Panel moderator Dave Caudel, associate director of the Frist Center for Autism and Innovation at Vanderbilt University, asked the panel to describe potential approaches and processes for decision-makers to implement UDL. Solomon suggested testing an environment first. At Gallaudet, they were not going to set up a whole new building for labs without testing it, so they went to a warehouse and developed a mock lab, she said. They tracked how people moved in that environment, and learned a lot about how a variety of people used the space and what would be appropriate and accessible.
Including the voices of people with disabilities throughout means making sure there are open lines of communication for feedback, Pérez said. “Nothing about us without us … too often in higher ed, we have heard this excuse of ‘nobody asked for that,’ but that puts the burden on the person doing the asking” and does not consider if there are mechanisms for people to ask.

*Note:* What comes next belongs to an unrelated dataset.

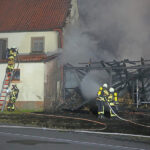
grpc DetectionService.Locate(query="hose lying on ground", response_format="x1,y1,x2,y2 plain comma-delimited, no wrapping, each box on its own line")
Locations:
106,100,150,128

Safety concerns and regulations are another way lab designs can become inaccessible, Chini said. She described an ongoing dispute about keeping mobile phones out of labs as well as an “egregious example” where a physics grad student could not get into the research space during their internship because they were a wheelchair user and were told they could not use an elevator access space because of safety rules. “These are the kind of real things that are barring folks from participating. We need to be creative about the solutions to make sure folks are safe but able to access.”
It is important to have safety policies and written rules in labs and research environments, Solomon said, especially in research vessels where you may not be able to hear alarms. “If we do have good, sound policies for ship captains or managers who have already practiced in that field or in lab spaces, it will really help a lot and to document for reference … what is and what isn’t safe in the field,” she said. One of the main design requirements
for an accessible lab space is to make them reconfigurable, Duerstock said. Some things must be fixed structures, but having very moveable lab benches and getting electricity from the ceiling helps in multiple ways, including improving interactions between students in labs.